This is not a death tax...

There’s still time for the Government to turn the tables on the Tories over the inheritance tax debacle, but only if before the Finance Bill is published they take the radical line they should have taken at the outset.
Instead of ignominiously caving in to Osborne’s stunt, they should have used the opportunity to create a newer and fairer inheritance tax, whilst strenuously arguing the case that this is a tax confined to the very rich and that to relax it means that more taxes have to be raised from poorer households.

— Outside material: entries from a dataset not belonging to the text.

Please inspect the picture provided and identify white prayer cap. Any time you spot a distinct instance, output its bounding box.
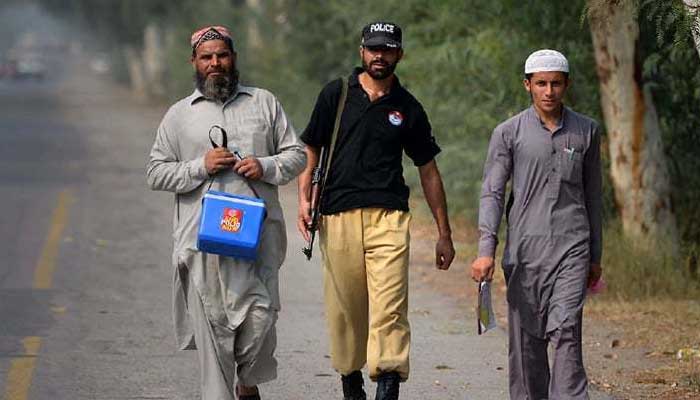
[525,49,569,74]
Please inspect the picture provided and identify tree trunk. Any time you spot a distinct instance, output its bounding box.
[124,45,148,99]
[589,0,678,252]
[683,0,700,56]
[246,0,263,55]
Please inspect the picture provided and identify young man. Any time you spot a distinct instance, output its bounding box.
[298,22,454,400]
[472,50,602,400]
[147,26,306,400]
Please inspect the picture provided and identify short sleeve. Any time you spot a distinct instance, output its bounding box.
[301,79,342,147]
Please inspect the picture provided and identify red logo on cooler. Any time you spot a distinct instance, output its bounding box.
[220,208,243,233]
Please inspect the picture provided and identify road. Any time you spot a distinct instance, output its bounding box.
[0,57,612,400]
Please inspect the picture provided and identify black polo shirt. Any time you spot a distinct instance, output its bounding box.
[301,68,440,214]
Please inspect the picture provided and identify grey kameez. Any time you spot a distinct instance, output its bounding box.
[147,85,306,400]
[479,107,602,400]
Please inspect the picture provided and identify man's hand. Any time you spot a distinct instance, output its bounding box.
[435,236,455,270]
[472,257,495,282]
[204,147,236,175]
[297,201,311,242]
[238,157,263,181]
[586,264,603,288]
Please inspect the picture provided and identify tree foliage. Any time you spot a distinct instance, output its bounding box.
[24,0,700,247]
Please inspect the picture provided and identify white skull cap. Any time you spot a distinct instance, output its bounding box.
[525,49,569,74]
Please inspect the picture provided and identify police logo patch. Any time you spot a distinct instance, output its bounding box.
[389,111,403,126]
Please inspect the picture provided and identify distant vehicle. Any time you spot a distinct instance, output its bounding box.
[0,61,17,79]
[14,59,46,80]
[90,53,112,75]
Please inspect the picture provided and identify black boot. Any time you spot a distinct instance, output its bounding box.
[340,371,367,400]
[374,372,401,400]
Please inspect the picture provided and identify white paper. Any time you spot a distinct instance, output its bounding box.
[477,282,496,335]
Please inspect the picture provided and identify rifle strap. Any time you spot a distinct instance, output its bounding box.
[319,77,348,192]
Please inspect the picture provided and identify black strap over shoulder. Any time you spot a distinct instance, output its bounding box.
[321,77,348,192]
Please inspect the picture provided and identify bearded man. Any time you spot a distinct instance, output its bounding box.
[297,22,454,400]
[147,26,306,400]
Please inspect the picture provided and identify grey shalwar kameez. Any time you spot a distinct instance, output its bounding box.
[479,107,602,400]
[147,85,306,400]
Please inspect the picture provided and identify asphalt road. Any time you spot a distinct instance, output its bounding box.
[0,59,612,400]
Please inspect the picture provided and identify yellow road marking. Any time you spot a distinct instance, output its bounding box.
[4,336,41,400]
[33,190,73,289]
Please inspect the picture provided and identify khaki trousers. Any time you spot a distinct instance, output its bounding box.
[320,208,411,380]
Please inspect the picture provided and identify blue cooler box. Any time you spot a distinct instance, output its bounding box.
[197,190,266,260]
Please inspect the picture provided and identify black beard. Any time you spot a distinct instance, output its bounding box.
[194,67,238,103]
[362,60,398,81]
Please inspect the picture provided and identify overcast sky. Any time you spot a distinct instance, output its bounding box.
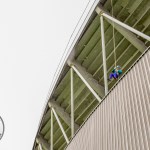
[0,0,94,150]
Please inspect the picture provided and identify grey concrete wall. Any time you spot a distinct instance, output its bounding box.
[67,51,150,150]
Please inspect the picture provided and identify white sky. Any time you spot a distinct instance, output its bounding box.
[0,0,94,150]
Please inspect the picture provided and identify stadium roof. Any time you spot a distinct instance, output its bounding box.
[33,0,150,150]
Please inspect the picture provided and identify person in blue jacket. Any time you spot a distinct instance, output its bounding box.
[109,66,122,80]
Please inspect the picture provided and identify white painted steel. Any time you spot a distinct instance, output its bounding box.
[66,51,150,150]
[70,68,74,137]
[102,13,150,41]
[50,109,53,150]
[52,108,69,143]
[100,16,108,95]
[71,65,102,102]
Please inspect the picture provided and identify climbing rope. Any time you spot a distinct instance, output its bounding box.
[111,0,117,67]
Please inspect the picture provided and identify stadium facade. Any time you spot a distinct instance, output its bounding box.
[33,0,150,150]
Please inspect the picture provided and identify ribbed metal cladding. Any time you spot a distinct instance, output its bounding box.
[66,51,150,150]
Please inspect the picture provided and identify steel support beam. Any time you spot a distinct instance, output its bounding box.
[50,109,53,150]
[96,6,147,52]
[51,107,69,144]
[100,16,108,95]
[70,68,74,137]
[68,60,105,98]
[48,99,79,131]
[36,135,50,150]
[71,65,102,102]
[39,144,43,150]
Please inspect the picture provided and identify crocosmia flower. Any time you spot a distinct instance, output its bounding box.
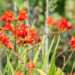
[15,71,23,75]
[27,60,35,75]
[1,10,15,21]
[67,73,70,75]
[71,36,75,50]
[18,9,28,21]
[58,18,72,31]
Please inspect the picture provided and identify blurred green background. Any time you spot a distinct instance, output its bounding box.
[0,0,75,72]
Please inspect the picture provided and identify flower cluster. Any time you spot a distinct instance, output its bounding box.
[27,60,35,75]
[47,16,57,26]
[0,9,40,50]
[47,16,72,31]
[71,36,75,50]
[0,33,15,51]
[15,60,35,75]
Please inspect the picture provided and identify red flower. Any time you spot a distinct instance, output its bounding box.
[4,22,13,32]
[71,36,75,50]
[58,18,72,31]
[67,73,70,75]
[15,71,23,75]
[18,9,28,21]
[1,10,15,21]
[27,60,35,75]
[6,41,15,52]
[47,16,57,26]
[2,34,8,44]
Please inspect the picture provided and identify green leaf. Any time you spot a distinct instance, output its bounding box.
[42,36,55,71]
[33,35,46,63]
[48,35,60,75]
[36,69,47,75]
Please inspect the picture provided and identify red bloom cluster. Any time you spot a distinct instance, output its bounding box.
[18,9,28,21]
[47,16,72,31]
[1,10,15,21]
[15,24,40,45]
[0,33,15,51]
[27,60,35,75]
[0,9,40,50]
[15,71,23,75]
[47,16,57,26]
[58,18,72,31]
[71,36,75,50]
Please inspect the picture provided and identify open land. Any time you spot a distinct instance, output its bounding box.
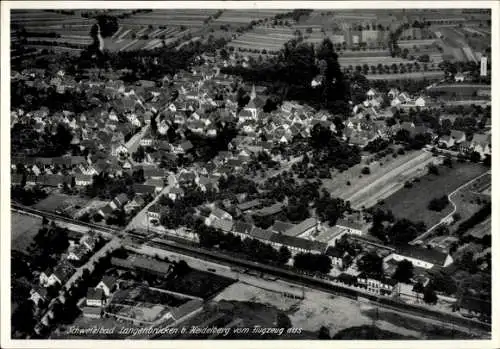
[323,151,436,208]
[378,163,486,227]
[10,212,42,252]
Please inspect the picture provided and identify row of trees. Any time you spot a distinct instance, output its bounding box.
[195,223,291,265]
[344,62,435,75]
[222,39,349,115]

At present only the richest 6% pay it (approx. those with incomes over £70,000 a year) which is less than in most other countries, much less than was paid in Britain even 25 years ago, and (as a matter of interest) much less than was paid in feudal England centuries ago.
A much more attractive alternative than Osborne’s would:
commit the Treasury to raise the threshold regularly so as to ensure that nobody except the richest would ever be liable,
freeze exemption levels above the threshold and close the loopholes, and introduce sharply progressive rates on the most valuable estates,
then hypothecate the proceeds, not to swell the Treasury’s coffers, but to redistribute it to finance long-term care for the elderly.
This would, at one go, resolve a very serious current problem about the funding of long-term care in old age and at the same time achieve a fair and generous redistribution from rich to poor which would prove extremely popular.
If that were then combined with a proper tax on the so-called non-domiciled rich – not Osborne’s footling £25,000 which would be a fleabite to billionaire tycoons like Philip Green – Labour might begin to regain its reputation for social justice and tackling inequality, which has spiralled out of control to grotesque levels in the last ten years and is now the no.1 domestic issue in Britain today.